The lumber market is “kind of a race to the bottom” on price, he said, because there are numerous other portable sawmill operators in the region. Although he still cuts some lumber, he has developed business cutting slabs for hobbyists, cabinet and custom furniture makers. “The bulk of my business is slabbing…That’s been a great niche.” One customer, for example, has a cabinet and furniture shop.
He also deals with people in urban areas who may have a sentimental attachment for a tree. When it comes down, one way or another, they want something made out of it.
Many of the trees J.R. deals with in urban areas are big. He cut an American elm – 6 feet in diameter at the butt, it forked out to 9 feet, and the log was 15 feet long – into 10 slabs. “Every slab had metal in it,” he recalled.
“When you have a log that big,” said J.R., other small portable sawmill operators cannot handle it.
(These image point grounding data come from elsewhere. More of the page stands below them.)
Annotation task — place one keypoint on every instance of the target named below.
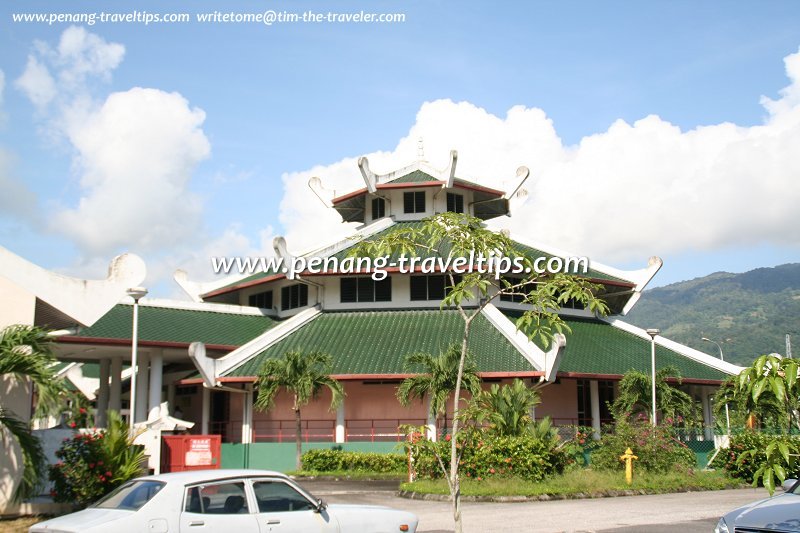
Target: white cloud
(37, 83)
(16, 198)
(135, 155)
(632, 191)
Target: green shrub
(321, 460)
(657, 448)
(93, 464)
(525, 456)
(730, 459)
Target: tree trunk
(298, 435)
(455, 482)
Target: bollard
(628, 458)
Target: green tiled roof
(376, 342)
(179, 325)
(597, 347)
(416, 176)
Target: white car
(778, 514)
(227, 501)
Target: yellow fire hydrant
(628, 458)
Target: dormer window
(378, 208)
(414, 202)
(262, 300)
(455, 202)
(294, 296)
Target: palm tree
(635, 396)
(438, 380)
(507, 409)
(301, 374)
(26, 354)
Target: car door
(216, 507)
(284, 509)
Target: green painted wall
(280, 455)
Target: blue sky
(643, 125)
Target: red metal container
(190, 452)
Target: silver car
(778, 514)
(228, 501)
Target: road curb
(412, 495)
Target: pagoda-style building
(368, 327)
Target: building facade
(368, 327)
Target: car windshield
(130, 496)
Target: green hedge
(525, 457)
(728, 459)
(338, 461)
(657, 448)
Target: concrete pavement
(681, 512)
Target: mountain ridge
(748, 314)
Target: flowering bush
(657, 448)
(744, 466)
(93, 464)
(487, 455)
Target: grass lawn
(19, 525)
(349, 474)
(584, 481)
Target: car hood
(82, 520)
(779, 513)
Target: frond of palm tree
(507, 408)
(635, 396)
(438, 379)
(304, 375)
(26, 353)
(545, 431)
(33, 458)
(123, 458)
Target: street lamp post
(653, 333)
(136, 293)
(727, 414)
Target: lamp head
(137, 293)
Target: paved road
(666, 513)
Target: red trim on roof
(71, 339)
(388, 186)
(361, 377)
(617, 377)
(418, 269)
(410, 185)
(479, 188)
(252, 283)
(347, 196)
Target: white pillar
(171, 397)
(156, 372)
(708, 418)
(247, 415)
(141, 387)
(431, 423)
(115, 392)
(339, 437)
(594, 395)
(206, 414)
(100, 418)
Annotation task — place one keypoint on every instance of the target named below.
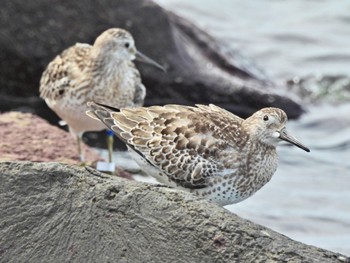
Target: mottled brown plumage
(205, 149)
(102, 72)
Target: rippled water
(308, 199)
(307, 43)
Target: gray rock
(52, 212)
(200, 70)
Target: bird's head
(268, 125)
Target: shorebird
(101, 72)
(205, 150)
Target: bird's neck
(105, 67)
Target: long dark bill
(288, 138)
(143, 58)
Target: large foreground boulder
(59, 213)
(200, 70)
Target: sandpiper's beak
(143, 58)
(288, 138)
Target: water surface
(308, 199)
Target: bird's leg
(110, 140)
(80, 151)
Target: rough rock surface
(200, 70)
(26, 137)
(59, 213)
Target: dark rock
(59, 213)
(200, 70)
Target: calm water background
(308, 199)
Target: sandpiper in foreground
(103, 72)
(205, 150)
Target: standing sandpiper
(103, 72)
(205, 150)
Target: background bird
(103, 72)
(205, 150)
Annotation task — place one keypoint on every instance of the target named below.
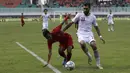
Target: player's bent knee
(93, 45)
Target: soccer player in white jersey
(110, 21)
(85, 34)
(45, 17)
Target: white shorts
(87, 38)
(44, 25)
(110, 22)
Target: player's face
(86, 10)
(45, 11)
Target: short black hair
(45, 9)
(45, 32)
(87, 4)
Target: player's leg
(85, 50)
(96, 54)
(62, 53)
(112, 25)
(82, 43)
(109, 26)
(69, 52)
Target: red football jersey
(64, 39)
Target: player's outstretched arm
(49, 57)
(99, 34)
(67, 26)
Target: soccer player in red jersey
(22, 20)
(64, 39)
(66, 22)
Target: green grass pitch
(115, 54)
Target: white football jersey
(85, 23)
(45, 17)
(110, 17)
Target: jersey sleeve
(76, 18)
(94, 21)
(57, 29)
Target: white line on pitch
(38, 58)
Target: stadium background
(13, 59)
(55, 7)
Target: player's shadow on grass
(116, 67)
(84, 67)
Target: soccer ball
(70, 65)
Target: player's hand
(101, 38)
(45, 65)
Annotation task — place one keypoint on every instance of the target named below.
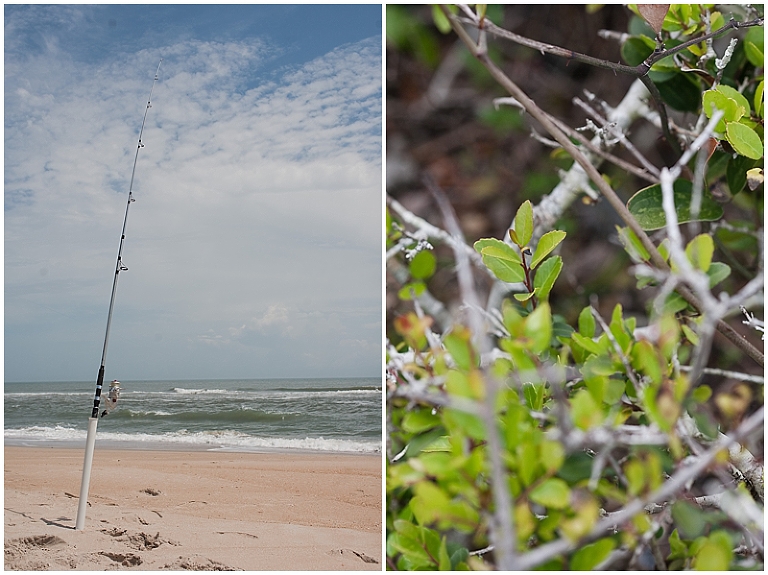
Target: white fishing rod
(114, 391)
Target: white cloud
(249, 191)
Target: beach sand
(198, 510)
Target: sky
(254, 242)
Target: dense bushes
(521, 438)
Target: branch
(530, 106)
(502, 527)
(668, 489)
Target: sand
(199, 510)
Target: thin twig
(503, 534)
(618, 205)
(668, 489)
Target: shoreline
(175, 446)
(193, 509)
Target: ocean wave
(185, 391)
(219, 440)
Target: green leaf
(528, 462)
(714, 100)
(502, 260)
(587, 323)
(699, 251)
(524, 296)
(690, 520)
(411, 290)
(553, 493)
(458, 343)
(534, 395)
(618, 330)
(636, 49)
(524, 224)
(538, 328)
(552, 455)
(444, 560)
(682, 92)
(647, 209)
(546, 276)
(585, 411)
(467, 423)
(738, 97)
(423, 264)
(736, 173)
(441, 21)
(754, 46)
(587, 343)
(716, 553)
(418, 421)
(547, 243)
(632, 245)
(590, 556)
(744, 140)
The wood otherwise would wind up in a landfill, burned, or processed into firewood.
His customers also include tree service business, furniture makers, contractors, carpenters, hobbyists. They drive from northern Minnesota and southern Wisconsin. J.R. also goes on the road. Once arriving on site, his sawmill can be up and running in 30 minutes.
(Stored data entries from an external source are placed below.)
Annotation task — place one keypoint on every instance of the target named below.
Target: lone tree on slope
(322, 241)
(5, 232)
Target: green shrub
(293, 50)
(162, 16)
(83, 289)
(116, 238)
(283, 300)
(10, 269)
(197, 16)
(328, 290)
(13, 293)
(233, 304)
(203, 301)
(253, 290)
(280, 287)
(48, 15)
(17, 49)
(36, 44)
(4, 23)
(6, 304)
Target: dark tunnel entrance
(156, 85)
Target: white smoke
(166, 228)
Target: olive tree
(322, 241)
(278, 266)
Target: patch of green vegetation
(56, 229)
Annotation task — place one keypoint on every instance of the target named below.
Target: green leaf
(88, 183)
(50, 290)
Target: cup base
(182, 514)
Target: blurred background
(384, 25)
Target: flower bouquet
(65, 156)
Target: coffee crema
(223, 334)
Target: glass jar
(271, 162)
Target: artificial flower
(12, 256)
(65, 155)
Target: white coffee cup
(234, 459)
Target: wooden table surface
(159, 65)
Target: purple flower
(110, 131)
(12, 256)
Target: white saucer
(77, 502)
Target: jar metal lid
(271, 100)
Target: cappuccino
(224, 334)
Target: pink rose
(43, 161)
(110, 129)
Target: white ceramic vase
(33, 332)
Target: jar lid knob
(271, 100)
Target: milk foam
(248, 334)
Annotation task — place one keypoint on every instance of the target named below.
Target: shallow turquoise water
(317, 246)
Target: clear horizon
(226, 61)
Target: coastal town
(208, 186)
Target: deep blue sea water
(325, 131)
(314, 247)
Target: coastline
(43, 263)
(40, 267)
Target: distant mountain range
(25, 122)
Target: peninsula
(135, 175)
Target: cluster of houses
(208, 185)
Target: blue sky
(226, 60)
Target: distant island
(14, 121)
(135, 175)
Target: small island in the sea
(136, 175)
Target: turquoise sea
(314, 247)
He markets his business through a website (ww.logboy.com) but also through word of mouth and referrals. “It comes in waves, like anything else,” he said. On his website J.R. provides information about services and prices for sawing, slabbing, surfacing, and slabs and lumber.
Pricing depends on the job (milling or slabbing), the species, and whether he supplies the logs. About 50 percent of his business is contract sawing, and the other includes supplying the wood. He charges an hourly rate for contract slabbing and by the board foot for milling lumber.
Some customers want some slabs out of a log and lumber out of the rest of it. He even has cut slabs for other portable sawmill owners who remanufacture them into other wood products.
Although the region’s forests contain both hardwood and softwood trees, most of his work is with hardwood logs. Some of the dominant hardwood species in the region are oak, maple, walnut, cherry, poplar, and ash.
Woodworking is still a hobby he pursues. He enjoys making fine furniture and cabinets.
His taste for woodworking usually runs to fine furniture. “I always have a backlog of people” who want him to make something out of wood, he said.
J.R. has distinguished himself in professional lumberjack sports. Hayward hosts the annual Lumberjack World Championships, a series of lumberjack sporting events, and he began competing in a log rolling school for children at the tender age of 5.
J.R. has won world championships in log rolling and boom running, an event in which contestants run the length of about nine or 10 logs connected end-to-end in the water, a distance of about 100 feet. Before being activated for military duty and deployed to Iraq, he had won six world titles in logrolling and three in boom running.
His nine world titles put him in a three-way tie with a Michigan man and a Canadian man. There is another Canadian who holds 10 world titles. J.R.’s goal is to notch one more to tie at 10 and then win 11, which would be more than anyone else.
Boom running is “kind of a younger man’s game,” said J.R., for those who “don’t mind falling now and then and cracking a few ribs.” As he started getting older, he got a “little smarter and less stupid” and gave up the event.
He is currently training every day for the upcoming lumberjack sports season. Although he has sworn off boom running, he still competes in log rolling. His training regimen includes running and-or bicycling and log rolling.